Why DataSize might require an additional alignment? The DataSize must be already aligned.

It's required in __kmpc_data_sharing_push_stack() for some cases, please see D52655.
Another problem with this patch is that __kmpc_data_sharing_push_stack() is adding the lane offset to the return value of omptarget_nvptx_SimpleThreadPrivateContext::Allocate(). AFAICS this will break lastprivate which requires the same buffer for all threads.

Anyway, you must do what you think to be correct.

I guess this will break the case when the DataSize passed to __kmpc_data_sharing_push_stack() needs additional alignment: With this change it is handled in data_sharing_push_stack_common() but __kmpc_data_sharing_push_stack() will determine PushSize without the adjustment and do the final pointer arithmetic.

Why DataSize might require an additional alignment? The DataSize must be already aligned.

It's required in __kmpc_data_sharing_push_stack() for some cases, please see D52655.

It is another problem. The problem is that the StackP pointer is unaligned after all the pointer maths. The DataSize itself should not be aligned.

Another problem with this patch is that __kmpc_data_sharing_push_stack() is adding the lane offset to the return value of omptarget_nvptx_SimpleThreadPrivateContext::Allocate(). AFAICS this will break lastprivate which requires the same buffer for all threads.

Anyway, you must do what you think to be correct.

Yes, there must be an additional check size_t PushSize = (isRuntimeUninitialized() || IsMasterThread()) ? DataSize : WARPSIZE * DataSize;

gtbercea updated this revision to Diff 169273.Oct 11 2018, 12:32 PM

Simply call to common push function.

ABataev added inline comments.Oct 24 2018, 6:25 AM
libomptarget/deviceRTLs/nvptx/src/data_sharing.cu
389

This must be removed

458

Also, must be removed

464

It is a very bad idea to have something like this without atomic instructions.
Also, for writing, you need to use atomic instructions (+, possibly, volatile data type). Otherwise, it leads to undefined behavior and problems during optimization.

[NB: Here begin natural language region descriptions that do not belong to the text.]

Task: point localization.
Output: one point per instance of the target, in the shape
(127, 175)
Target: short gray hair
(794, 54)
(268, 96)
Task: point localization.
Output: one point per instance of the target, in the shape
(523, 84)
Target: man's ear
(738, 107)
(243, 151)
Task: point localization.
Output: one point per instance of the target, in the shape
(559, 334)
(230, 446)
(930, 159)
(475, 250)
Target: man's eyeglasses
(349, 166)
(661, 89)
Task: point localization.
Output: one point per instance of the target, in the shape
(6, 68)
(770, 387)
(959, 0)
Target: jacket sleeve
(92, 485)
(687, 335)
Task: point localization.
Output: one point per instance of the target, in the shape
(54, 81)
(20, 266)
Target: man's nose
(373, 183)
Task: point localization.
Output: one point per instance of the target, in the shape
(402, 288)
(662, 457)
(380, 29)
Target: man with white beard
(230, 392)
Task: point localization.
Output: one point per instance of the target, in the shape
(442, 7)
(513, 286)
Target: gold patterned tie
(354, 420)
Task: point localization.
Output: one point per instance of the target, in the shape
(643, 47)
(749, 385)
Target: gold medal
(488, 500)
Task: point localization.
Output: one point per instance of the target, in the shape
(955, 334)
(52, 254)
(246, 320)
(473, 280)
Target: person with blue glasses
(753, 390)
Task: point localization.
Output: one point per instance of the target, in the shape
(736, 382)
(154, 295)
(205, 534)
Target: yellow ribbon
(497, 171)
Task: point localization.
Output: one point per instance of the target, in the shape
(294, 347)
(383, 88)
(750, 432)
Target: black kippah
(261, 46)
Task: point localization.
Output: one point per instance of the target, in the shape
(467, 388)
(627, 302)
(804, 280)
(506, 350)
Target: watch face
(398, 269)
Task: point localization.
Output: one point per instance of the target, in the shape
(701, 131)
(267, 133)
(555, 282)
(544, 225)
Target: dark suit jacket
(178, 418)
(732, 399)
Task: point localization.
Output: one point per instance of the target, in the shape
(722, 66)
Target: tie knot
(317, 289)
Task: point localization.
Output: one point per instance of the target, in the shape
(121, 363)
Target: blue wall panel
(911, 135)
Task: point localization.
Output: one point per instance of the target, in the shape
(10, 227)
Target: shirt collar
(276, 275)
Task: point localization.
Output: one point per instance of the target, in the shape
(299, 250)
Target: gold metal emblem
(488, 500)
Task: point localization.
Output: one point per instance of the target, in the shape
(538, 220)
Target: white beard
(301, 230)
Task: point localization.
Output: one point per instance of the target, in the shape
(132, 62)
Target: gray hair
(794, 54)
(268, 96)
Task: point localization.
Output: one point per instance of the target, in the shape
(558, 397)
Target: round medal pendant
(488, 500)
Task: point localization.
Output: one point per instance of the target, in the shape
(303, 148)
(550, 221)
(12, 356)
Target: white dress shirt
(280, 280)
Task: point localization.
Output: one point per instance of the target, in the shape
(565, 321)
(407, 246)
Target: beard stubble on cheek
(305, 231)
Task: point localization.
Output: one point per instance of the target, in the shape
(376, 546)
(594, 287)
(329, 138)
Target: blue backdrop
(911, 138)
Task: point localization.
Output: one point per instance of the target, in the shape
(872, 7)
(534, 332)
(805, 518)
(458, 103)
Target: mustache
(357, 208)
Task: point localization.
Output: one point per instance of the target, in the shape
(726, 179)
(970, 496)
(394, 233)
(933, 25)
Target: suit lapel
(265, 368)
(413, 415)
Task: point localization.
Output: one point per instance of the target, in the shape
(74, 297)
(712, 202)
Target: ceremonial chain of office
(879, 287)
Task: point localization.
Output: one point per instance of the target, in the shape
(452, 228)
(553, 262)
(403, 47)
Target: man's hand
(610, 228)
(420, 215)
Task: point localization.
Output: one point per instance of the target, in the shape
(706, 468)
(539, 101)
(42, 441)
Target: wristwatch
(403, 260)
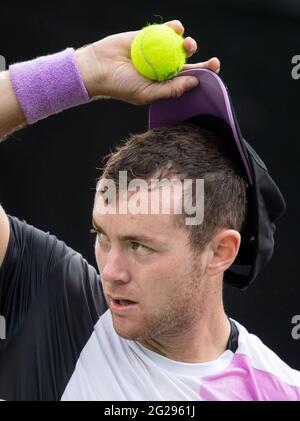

gtbercea updated this revision to Diff 171988.Oct 31 2018, 11:52 AM
Address comments.
gtbercea marked 3 inline comments as done.Oct 31 2018, 11:53 AM
ABataev added inline comments.Oct 31 2018, 11:57 AM
libomptarget/deviceRTLs/nvptx/src/data_sharing.cu
463

Do you realy need the loop here? Seems to me it is better to have it in else branch of the if (IsWarpMaster) statement

gtbercea updated this revision to Diff 171993.Oct 31 2018, 12:35 PM

Move while on else branch.

gtbercea marked an inline comment as done.Oct 31 2018, 12:36 PM
ABataev added inline comments.Oct 31 2018, 12:45 PM
libomptarget/deviceRTLs/nvptx/src/omptarget-nvptx.cu
159 ↗(On Diff #171993)

Do you really need to remove this?

libomptarget/deviceRTLs/nvptx/src/supporti.h
191 ↗(On Diff #171993)

Same, do you really need to remove this?

gtbercea updated this revision to Diff 172007.Oct 31 2018, 1:37 PM
Reinstate assert.
gtbercea marked an inline comment as done.Oct 31 2018, 1:38 PM
gtbercea marked an inline comment as done.Oct 31 2018, 1:39 PM
gtbercea added inline comments.
libomptarget/deviceRTLs/nvptx/src/supporti.h
191 ↗(On Diff #171993)

Yes, leaving this in will lead to the whole malloc to be optimized out after inlining.

gtbercea marked an inline comment as done.Oct 31 2018, 1:39 PM
This revision was automatically updated to reflect the committed changes.